Also a thought. If you have livestock of your own and you want alfalfa. It is easier to chop the oats earlier an make hayledge out of them and the green growth. You can get them off earlier and that will let the alfalfa grow faster and better. I have had the weather turn wet right at Oats harvest time and they will smother the alfalfa out when the oats get too mature.
 
I don't think anything will compete with the oats well enough to bother? Even annual grasses typically grow slow and would be your good 2nd cutting, but if you are plowing under after the oats and putting beans in, might just as well go with the oats only?

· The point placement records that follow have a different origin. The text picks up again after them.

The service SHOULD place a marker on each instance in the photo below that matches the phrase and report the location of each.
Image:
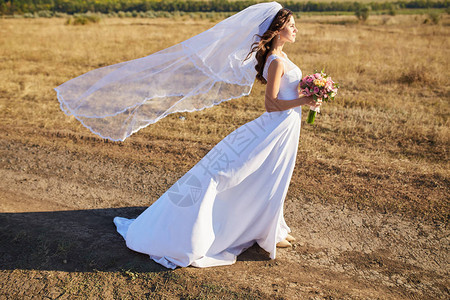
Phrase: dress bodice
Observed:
(290, 79)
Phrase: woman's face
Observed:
(289, 31)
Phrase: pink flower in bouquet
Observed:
(321, 87)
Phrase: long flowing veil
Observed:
(117, 100)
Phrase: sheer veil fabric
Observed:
(117, 100)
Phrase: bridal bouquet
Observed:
(321, 87)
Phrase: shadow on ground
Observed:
(77, 240)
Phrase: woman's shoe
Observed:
(290, 238)
(284, 244)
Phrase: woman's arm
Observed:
(272, 103)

Peas are the only thing that would work well as far as getting growing fast, BUT they don't dry down well at all and will make baling a struggle. For silage, would be something to look into tho.

Rereading your message, they always told me annual ryegrass is the best annual grass for down here.

The dairy neighbors love planting oats, harvesting it for silage or grain & straw, and then planting the alfalfa into the stubble. They say works better than spring planted alfalfa. But they do _not_ harvest it the year it's planted, that about kills it, needs to be left until next spring.

Don't know that I helped you, you are up a ways the summers get shorter yet up there, hard to get 2 crops out of our short summers.

paul
 
We used peas as a cover one (dry) year. Got 1 more cutting off those fields than any others. Soil stayed moist and loose all summer as well, couldn't load the wagons when we chopped if we had to climb any hills with the load.